Second, the two baby animals on the front looked as if they had been drawn by a child on MS Paint. The screen caps on the back looked as if someone a snapped a picture of them from a TV screen. Terrible.
Don't get me started on the "plot". I'll do it myself. It involves a dimwitted pair of baby animals of the species bear and fox. They visit the local park ranger and communicate in English. The strangeness of this didn't register with me for a moment because of the sub-sub-sub par animation that was frying my retinas. Eventually, the ranger shows the animals a jack-in-the-box that scares them out of their wits. This leads them to running away, getting attacked by a mountain lion and an owl and getting aboard a Christmas Tree Train.
Meanwhile, the parents of said animals join forces with the ranger and do nothing. Seriously, they just sit in the cabin and do pretty much nothing to find the animals. At one point, the ranger even gives an excuse that he is not on duty so he can't drive off to look for them.
The animals meet the owl that attacked them, (or looking back, appears that the owl was just grabbing a piece of trash beside them. Yeah) form a plan to escape, ignore it, and run off into the city. What follows is so mind-numbing that it's not worth mentioning.
Eventually, after several 'Humans are smelly, littering pigs who hate animals' jokes, and an incident that involves some store clerks mistaking live baby animals for stuffed ones, Santa Claus himself rescues the animals and takes them back to the cabin. It turns out the ranger knew Santa and sent him to rescue them!

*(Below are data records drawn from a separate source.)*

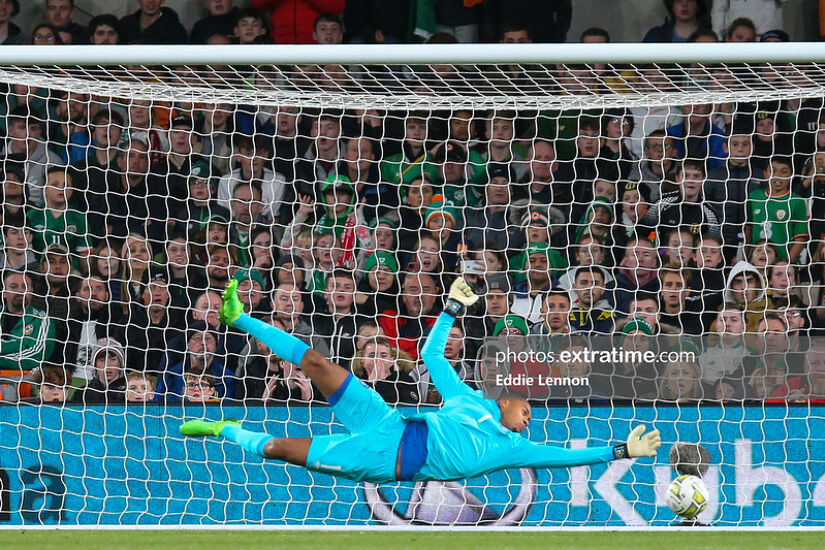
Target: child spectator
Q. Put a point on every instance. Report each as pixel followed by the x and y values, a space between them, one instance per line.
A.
pixel 109 384
pixel 250 24
pixel 386 370
pixel 140 388
pixel 413 162
pixel 152 24
pixel 104 30
pixel 220 21
pixel 56 223
pixel 777 214
pixel 685 19
pixel 199 388
pixel 590 311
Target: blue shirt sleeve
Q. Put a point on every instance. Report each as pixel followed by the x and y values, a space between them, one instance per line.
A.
pixel 533 455
pixel 442 373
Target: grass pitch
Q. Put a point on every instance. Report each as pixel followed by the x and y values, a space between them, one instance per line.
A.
pixel 367 540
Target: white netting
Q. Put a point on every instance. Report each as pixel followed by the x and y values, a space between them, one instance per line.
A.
pixel 346 199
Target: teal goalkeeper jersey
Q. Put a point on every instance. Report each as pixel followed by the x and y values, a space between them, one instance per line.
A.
pixel 466 438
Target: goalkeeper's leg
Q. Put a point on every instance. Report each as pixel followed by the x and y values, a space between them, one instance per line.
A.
pixel 289 449
pixel 326 375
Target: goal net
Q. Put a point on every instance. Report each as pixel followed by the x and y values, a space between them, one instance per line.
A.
pixel 647 239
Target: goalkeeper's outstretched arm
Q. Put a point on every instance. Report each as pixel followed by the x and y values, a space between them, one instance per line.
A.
pixel 442 373
pixel 534 455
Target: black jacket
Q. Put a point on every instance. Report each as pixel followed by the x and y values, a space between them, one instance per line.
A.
pixel 166 30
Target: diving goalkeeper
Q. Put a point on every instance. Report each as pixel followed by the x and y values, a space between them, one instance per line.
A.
pixel 471 435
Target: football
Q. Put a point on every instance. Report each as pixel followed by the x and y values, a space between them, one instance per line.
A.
pixel 687 496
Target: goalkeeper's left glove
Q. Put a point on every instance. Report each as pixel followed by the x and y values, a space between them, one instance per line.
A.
pixel 460 295
pixel 638 444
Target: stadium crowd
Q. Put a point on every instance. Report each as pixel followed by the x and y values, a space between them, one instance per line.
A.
pixel 699 228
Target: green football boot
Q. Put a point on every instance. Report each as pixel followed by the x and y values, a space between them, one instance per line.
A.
pixel 232 307
pixel 200 428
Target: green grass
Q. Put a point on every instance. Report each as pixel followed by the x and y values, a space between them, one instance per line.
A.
pixel 361 540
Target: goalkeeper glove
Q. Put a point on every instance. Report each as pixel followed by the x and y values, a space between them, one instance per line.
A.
pixel 460 295
pixel 638 444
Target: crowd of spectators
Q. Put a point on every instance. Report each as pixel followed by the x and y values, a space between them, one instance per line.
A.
pixel 123 221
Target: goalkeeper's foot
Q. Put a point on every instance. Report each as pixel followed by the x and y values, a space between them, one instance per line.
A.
pixel 232 307
pixel 200 428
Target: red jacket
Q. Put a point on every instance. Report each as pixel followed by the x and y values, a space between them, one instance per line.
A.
pixel 292 21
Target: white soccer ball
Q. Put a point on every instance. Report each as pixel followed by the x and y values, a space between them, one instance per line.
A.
pixel 687 496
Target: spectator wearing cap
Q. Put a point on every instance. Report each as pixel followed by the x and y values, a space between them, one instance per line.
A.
pixel 17 252
pixel 413 161
pixel 59 14
pixel 28 334
pixel 539 263
pixel 685 19
pixel 10 34
pixel 25 144
pixel 251 158
pixel 104 30
pixel 128 206
pixel 764 14
pixel 192 217
pixel 500 133
pixel 56 223
pixel 200 359
pixel 109 383
pixel 489 222
pixel 152 24
pixel 462 181
pixel 149 326
pixel 220 21
pixel 176 166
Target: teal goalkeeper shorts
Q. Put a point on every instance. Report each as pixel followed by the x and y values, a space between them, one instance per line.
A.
pixel 369 452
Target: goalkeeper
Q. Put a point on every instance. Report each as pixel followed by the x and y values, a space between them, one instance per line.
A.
pixel 471 435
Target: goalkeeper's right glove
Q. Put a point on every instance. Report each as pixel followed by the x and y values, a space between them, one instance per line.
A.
pixel 639 445
pixel 460 295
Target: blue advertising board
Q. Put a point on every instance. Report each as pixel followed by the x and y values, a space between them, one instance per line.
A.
pixel 129 466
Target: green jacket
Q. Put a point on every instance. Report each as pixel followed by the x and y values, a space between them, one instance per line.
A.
pixel 29 343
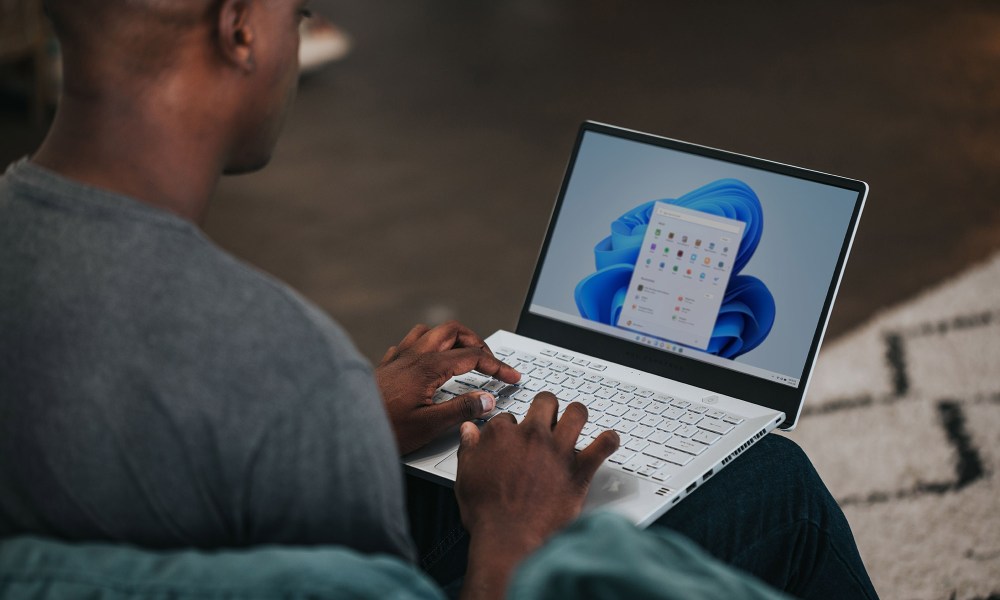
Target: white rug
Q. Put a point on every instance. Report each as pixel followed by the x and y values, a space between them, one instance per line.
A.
pixel 903 422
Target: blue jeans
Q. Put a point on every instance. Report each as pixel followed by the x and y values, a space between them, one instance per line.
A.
pixel 768 513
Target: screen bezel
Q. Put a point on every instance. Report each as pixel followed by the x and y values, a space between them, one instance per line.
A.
pixel 691 371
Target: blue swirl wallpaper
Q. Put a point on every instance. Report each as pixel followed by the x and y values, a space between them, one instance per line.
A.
pixel 748 310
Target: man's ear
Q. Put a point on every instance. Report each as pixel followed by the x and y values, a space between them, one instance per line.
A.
pixel 236 37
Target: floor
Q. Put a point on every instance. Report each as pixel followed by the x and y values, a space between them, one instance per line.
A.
pixel 415 178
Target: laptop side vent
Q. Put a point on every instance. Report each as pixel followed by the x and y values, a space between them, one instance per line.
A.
pixel 745 445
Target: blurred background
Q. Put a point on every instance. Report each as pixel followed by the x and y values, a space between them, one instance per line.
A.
pixel 416 174
pixel 417 170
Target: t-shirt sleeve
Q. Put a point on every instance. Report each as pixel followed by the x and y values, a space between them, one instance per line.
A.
pixel 327 470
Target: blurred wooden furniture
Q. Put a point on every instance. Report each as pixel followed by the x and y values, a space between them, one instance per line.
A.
pixel 23 38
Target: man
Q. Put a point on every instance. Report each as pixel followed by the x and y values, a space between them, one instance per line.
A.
pixel 155 390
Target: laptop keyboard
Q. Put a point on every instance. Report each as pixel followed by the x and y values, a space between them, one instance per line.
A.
pixel 659 433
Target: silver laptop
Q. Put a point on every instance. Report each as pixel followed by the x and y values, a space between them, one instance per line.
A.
pixel 681 293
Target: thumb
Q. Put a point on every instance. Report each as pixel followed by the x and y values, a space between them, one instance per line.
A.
pixel 463 408
pixel 469 437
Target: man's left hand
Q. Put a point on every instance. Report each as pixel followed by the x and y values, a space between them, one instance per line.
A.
pixel 411 372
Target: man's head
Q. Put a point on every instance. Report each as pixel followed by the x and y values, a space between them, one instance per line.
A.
pixel 225 69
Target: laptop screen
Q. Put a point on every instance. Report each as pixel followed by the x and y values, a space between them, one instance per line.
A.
pixel 713 257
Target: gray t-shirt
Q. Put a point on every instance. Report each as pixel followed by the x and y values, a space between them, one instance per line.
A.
pixel 156 390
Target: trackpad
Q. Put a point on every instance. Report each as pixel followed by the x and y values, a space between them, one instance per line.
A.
pixel 449 465
pixel 608 486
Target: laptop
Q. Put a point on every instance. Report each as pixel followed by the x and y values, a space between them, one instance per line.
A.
pixel 681 293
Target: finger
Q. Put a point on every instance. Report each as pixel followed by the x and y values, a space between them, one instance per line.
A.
pixel 468 438
pixel 462 360
pixel 411 338
pixel 543 410
pixel 389 355
pixel 594 455
pixel 569 426
pixel 462 408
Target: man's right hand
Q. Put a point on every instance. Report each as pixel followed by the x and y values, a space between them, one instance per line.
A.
pixel 518 484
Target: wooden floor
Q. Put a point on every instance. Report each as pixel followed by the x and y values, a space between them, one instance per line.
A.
pixel 415 178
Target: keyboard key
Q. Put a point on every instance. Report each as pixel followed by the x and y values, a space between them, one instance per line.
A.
pixel 457 388
pixel 607 421
pixel 639 403
pixel 656 408
pixel 524 357
pixel 659 436
pixel 690 418
pixel 442 396
pixel 535 385
pixel 686 431
pixel 668 454
pixel 494 386
pixel 706 437
pixel 642 431
pixel 673 413
pixel 633 414
pixel 624 427
pixel 669 426
pixel 518 408
pixel 621 456
pixel 645 472
pixel 634 465
pixel 556 378
pixel 692 448
pixel 617 410
pixel 637 445
pixel 567 395
pixel 600 404
pixel 510 390
pixel 651 420
pixel 665 472
pixel 715 426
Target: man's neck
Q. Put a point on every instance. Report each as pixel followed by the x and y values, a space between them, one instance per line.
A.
pixel 116 143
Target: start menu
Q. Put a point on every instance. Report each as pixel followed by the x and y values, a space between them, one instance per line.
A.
pixel 681 275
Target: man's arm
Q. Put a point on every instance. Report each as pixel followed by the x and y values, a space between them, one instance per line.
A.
pixel 425 359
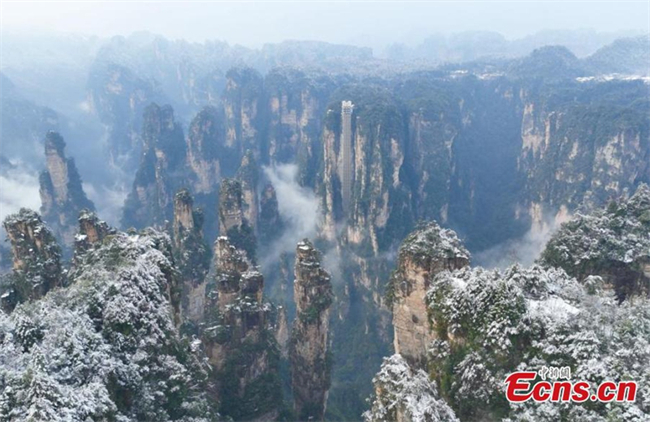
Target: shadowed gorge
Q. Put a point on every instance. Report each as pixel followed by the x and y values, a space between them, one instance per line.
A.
pixel 316 231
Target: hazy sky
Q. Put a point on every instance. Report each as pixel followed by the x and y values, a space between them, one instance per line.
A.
pixel 369 23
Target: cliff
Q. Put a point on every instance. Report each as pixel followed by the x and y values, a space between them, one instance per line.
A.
pixel 426 252
pixel 309 347
pixel 232 220
pixel 248 175
pixel 162 169
pixel 404 394
pixel 92 232
pixel 36 260
pixel 206 153
pixel 611 242
pixel 62 195
pixel 270 222
pixel 238 338
pixel 192 255
pixel 107 345
pixel 119 96
pixel 243 109
pixel 296 105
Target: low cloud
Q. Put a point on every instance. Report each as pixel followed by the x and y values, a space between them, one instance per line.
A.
pixel 298 208
pixel 524 250
pixel 108 201
pixel 18 189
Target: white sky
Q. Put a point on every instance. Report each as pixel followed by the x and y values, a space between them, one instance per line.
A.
pixel 363 23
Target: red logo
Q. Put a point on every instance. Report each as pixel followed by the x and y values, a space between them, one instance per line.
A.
pixel 527 385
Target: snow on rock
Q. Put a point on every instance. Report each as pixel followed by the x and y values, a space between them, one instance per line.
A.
pixel 406 395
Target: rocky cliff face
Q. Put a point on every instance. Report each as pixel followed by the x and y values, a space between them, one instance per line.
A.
pixel 248 175
pixel 296 107
pixel 579 156
pixel 310 367
pixel 270 222
pixel 192 255
pixel 232 220
pixel 36 260
pixel 205 151
pixel 612 243
pixel 162 169
pixel 119 97
pixel 405 394
pixel 243 108
pixel 238 338
pixel 116 316
pixel 62 195
pixel 92 232
pixel 423 254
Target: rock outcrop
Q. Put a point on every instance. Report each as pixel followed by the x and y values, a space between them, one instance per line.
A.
pixel 243 109
pixel 248 175
pixel 423 254
pixel 162 170
pixel 36 259
pixel 232 220
pixel 612 243
pixel 92 232
pixel 192 255
pixel 119 96
pixel 270 222
pixel 309 348
pixel 238 338
pixel 404 394
pixel 205 152
pixel 62 195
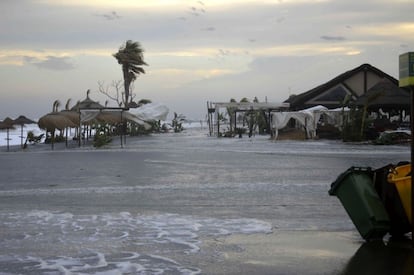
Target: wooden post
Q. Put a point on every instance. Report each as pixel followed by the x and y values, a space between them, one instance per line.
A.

The freaking scariest part in the video is when Santa rides off towards the moon, and I swear, it looks just like Heath Leader's Joker looking through a pane of frosted glass. I would have screamed if one of the four horsemen hadn't diverted my attention by killing me.
Ah, well. Never watch this.
The best Pixar short yet!
Pixar has done it again. As usual, I enjoyed the short film almost as much as the actual movie(in this case, the excellent WALL*E). Even if the movie had not been what it was, I would still recommend seeing it just to see this wonderful little short about a famous magician, his reluctant rabbit, and a magical hat. The short's animation was literally stunning and the comedy could not have been better. It was even presented like an old fashioned cartoon, and it sometimes felt like I was watching one.
If you don't like movies about garbage heaping robots or Mac products, see WALL*E anyway to see this short. It will not disappoint.